Pilot Projects

Project Title: Oxidative Stress and ALS

Principal Investigator: Hiroshi Mitsumoto, M.D. (Dept. of Neurology)

Collaborators: Pam Factor Litvak, Ph.D. (CEHNM), Xinhua Liu, Ph.D. (CEHNM), Regina Santella, Ph.D. (CEHNM), Leslie Andrews Dr.P.H. (Dept. of Environmental Health Sciences)

Year: 2006
Award Amount: $25,000

Summary. Amyotrophic lateral sclerosis (ALS) is a devastating and uniformly lethal neurodegenerative disease marked by progressive muscle paralysis and eventual respiratory failure. Although little is known regarding the etiology of ALS, recent evidence suggests a common pathway, that is, oxidative injury, for factors associated with the disorder. Such data is evident from animal models, patients with sporadic ALS, and human epidemiologic studies. Our long term aim is to examine markers of oxidative stress, both those measured in blood and/or urine, and those measured by structured questionnaires and the occurrence and progression of ALS. We propose to examine whether the timing of exposure to factors associated with oxidative stress is associated with the occurrence of ALS. This Pilot Project will recruit 50 ALS cases, 50 controls and generate pilot data on oxidative stress markers. We will examine markers of oxidative stress in blood and urine including urinary isoprostanes and 8-oxodeoxyguanosine and oxidized plasma proteins.

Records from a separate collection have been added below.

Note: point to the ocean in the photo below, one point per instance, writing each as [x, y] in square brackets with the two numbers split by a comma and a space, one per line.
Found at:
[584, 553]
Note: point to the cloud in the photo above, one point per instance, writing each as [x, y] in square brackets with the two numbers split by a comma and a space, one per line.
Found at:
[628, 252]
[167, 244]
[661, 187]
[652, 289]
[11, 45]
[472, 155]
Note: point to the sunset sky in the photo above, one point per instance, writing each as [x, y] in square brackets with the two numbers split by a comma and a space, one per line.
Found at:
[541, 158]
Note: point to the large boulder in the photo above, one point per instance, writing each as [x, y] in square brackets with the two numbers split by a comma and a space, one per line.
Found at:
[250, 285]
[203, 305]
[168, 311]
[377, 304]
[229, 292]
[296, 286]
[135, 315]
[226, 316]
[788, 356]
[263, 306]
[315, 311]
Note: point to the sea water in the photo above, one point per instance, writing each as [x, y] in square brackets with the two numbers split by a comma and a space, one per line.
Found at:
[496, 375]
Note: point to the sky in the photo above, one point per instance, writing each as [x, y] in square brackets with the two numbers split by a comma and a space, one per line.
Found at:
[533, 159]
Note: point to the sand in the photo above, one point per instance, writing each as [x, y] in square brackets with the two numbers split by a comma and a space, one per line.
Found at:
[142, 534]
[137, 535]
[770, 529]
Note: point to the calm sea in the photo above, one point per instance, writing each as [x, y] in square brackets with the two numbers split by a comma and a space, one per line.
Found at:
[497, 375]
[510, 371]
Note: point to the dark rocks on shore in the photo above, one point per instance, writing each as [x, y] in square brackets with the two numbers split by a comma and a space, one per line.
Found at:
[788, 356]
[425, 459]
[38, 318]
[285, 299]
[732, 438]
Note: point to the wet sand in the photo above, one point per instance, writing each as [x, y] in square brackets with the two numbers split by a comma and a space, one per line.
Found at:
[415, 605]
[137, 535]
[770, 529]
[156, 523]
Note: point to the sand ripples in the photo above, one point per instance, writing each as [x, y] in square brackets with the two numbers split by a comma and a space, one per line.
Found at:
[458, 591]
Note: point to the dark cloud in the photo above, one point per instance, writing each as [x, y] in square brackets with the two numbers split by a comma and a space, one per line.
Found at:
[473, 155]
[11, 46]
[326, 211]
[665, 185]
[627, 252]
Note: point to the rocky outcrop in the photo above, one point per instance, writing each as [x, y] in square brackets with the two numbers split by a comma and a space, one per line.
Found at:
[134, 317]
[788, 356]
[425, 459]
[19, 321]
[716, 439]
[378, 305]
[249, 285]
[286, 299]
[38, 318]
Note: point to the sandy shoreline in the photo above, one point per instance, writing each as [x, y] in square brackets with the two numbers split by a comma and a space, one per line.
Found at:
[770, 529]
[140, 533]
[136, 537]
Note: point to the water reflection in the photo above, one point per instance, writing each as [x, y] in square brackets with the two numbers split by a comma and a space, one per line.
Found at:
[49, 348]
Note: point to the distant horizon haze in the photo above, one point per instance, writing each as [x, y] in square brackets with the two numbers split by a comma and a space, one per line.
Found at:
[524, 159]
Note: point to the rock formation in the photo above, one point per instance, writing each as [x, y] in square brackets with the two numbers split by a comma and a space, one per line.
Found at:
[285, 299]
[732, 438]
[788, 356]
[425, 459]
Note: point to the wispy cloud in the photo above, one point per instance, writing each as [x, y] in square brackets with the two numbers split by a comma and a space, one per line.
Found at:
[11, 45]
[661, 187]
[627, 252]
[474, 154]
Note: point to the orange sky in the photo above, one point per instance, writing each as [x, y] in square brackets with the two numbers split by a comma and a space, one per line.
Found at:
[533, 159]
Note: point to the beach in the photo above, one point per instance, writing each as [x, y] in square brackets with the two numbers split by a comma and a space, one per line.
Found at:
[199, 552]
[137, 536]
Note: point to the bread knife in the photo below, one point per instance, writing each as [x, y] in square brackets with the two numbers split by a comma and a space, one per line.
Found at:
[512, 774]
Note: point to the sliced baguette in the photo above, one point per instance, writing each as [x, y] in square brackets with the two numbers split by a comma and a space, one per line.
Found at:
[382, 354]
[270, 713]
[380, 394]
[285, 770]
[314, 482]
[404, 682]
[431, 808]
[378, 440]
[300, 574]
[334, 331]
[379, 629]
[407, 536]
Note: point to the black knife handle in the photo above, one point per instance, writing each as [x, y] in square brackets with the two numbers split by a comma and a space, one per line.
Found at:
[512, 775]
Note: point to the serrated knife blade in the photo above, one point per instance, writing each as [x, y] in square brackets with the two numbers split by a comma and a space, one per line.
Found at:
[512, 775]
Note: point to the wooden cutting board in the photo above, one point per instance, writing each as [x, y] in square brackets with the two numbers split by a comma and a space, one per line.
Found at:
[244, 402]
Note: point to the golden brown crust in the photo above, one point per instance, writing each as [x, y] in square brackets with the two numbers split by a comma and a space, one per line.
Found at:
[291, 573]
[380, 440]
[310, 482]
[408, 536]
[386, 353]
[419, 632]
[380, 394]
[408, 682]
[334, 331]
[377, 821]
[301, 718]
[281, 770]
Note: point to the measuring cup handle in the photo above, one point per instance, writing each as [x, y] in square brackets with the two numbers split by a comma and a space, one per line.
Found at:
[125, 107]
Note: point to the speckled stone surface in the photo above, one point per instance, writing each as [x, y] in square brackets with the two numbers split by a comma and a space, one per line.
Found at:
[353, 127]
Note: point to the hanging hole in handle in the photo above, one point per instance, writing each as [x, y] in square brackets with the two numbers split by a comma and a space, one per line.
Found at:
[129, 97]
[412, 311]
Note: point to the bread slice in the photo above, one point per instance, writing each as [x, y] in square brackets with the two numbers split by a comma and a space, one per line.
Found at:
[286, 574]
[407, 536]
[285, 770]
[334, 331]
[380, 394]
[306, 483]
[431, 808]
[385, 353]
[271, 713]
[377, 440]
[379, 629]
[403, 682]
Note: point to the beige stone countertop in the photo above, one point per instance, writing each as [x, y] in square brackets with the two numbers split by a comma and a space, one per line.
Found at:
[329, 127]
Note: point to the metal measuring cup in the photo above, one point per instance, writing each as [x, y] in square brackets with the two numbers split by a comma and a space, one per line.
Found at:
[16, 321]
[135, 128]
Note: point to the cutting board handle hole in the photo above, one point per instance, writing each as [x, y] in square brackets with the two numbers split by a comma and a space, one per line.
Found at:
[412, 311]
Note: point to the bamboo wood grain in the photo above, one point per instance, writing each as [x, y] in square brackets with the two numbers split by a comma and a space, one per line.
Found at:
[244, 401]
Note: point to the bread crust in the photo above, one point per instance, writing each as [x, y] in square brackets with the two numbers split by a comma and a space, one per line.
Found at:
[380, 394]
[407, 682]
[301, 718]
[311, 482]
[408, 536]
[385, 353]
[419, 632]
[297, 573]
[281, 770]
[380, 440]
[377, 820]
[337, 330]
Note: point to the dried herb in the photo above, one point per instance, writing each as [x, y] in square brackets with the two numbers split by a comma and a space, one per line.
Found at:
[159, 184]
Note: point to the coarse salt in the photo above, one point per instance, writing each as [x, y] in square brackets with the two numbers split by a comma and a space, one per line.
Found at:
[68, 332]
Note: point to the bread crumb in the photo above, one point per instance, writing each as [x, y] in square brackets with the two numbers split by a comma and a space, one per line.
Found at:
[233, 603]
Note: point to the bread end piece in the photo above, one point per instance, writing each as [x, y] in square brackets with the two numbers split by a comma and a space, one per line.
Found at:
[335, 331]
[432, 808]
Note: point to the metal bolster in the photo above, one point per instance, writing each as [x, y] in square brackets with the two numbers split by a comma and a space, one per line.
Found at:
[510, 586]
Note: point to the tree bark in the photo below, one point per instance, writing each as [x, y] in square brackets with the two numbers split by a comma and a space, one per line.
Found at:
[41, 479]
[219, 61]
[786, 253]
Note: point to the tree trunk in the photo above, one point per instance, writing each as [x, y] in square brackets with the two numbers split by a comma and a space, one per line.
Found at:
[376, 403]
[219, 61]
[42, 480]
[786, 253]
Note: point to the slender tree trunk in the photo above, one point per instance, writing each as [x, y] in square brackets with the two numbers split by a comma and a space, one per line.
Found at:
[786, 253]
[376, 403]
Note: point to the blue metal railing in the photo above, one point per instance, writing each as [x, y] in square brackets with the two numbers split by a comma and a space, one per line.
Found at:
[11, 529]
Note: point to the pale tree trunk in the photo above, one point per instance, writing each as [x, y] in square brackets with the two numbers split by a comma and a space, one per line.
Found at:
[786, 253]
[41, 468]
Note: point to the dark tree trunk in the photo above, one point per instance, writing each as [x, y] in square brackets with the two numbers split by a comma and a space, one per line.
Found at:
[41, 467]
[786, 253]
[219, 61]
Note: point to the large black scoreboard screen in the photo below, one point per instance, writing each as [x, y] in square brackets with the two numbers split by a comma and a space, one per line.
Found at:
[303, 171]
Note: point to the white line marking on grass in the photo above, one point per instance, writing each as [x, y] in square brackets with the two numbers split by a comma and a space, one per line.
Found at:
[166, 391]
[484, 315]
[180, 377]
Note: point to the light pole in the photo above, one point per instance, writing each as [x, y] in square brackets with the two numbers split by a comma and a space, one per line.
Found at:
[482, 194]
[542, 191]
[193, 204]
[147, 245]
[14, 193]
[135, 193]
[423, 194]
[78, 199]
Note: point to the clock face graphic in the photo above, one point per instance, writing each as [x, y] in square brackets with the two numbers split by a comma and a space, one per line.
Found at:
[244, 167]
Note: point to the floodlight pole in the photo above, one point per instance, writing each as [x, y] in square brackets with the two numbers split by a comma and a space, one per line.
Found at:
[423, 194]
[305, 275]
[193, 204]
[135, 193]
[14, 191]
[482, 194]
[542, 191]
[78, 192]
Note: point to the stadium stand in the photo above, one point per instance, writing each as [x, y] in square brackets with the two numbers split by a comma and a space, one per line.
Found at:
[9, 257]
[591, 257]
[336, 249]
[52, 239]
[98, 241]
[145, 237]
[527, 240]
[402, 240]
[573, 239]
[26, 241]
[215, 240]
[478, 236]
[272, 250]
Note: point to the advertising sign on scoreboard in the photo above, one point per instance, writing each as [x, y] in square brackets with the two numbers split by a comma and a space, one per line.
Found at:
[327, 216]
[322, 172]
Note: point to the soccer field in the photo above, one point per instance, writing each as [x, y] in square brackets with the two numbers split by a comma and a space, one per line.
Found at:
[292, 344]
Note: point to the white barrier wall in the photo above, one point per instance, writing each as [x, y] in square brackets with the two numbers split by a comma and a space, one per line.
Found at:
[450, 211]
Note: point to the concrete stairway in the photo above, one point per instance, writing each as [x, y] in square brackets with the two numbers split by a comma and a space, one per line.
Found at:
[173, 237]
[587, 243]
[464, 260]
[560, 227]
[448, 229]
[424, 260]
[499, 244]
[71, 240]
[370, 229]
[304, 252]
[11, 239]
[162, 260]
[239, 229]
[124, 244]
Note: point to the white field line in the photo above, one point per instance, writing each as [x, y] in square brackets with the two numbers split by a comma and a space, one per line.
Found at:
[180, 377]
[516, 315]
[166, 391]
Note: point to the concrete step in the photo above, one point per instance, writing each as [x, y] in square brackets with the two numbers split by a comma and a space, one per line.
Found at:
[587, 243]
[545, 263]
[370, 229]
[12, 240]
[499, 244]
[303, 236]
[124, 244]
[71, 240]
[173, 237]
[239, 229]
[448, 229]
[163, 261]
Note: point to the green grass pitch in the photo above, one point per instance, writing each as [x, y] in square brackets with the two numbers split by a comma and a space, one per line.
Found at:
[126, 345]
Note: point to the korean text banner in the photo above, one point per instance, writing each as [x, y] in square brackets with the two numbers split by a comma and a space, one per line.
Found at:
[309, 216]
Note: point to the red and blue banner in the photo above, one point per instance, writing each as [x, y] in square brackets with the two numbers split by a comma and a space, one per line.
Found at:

Results. One hundred study subjects were rapidly recruited and their biospecimens collected. The IHS Facility Core analyzed urine for isoprostanes, 8-oxodeoxyguanosine and creatinine and plasma samples for oxidized plasma proteins. The mean age of cases was 61, compared to 55 in controls (p=0.04). 61% of cases were male compared to 33% of controls (p=.009). Plasma protein carbonyl did not differ between cases and controls. Mean (+ standard deviation) urinary isoprostanes/creatinine was 0.81+0.81 in ALS and 0.47+0.20 nmol/mmol (p=0.0023) in controls, respectively. Mean (+ s.d.) urinary 8-oxodG was 60.4+44.2 in and 41.2+20.6 nmol/mol (p=0.018) in cases and controls, respectively. 8-oxodG/creatinine increased with age (r=0.30, p=0.06 in controls and r=0.25, p=0.08 in cases). No relationship was found between isoprostanes and age. Logistic regression analysis, controlling for gender and age, found statistically significant and independent associations between urinary isoprostanes and urinary 8-oxodG (both adjusted for creatinine) and ALS. No association was found between plasma protein carbonyl and ALS. These results support the need for a larger study to explore markers of non-neural oxidative stress

Outcomes/Publications. One grant proposal was submitted to the Muscular Dystrophy Association in June of 2006 (under revision for resubmission), and a second proposal will be submitted to the NIH on February 5, 2007.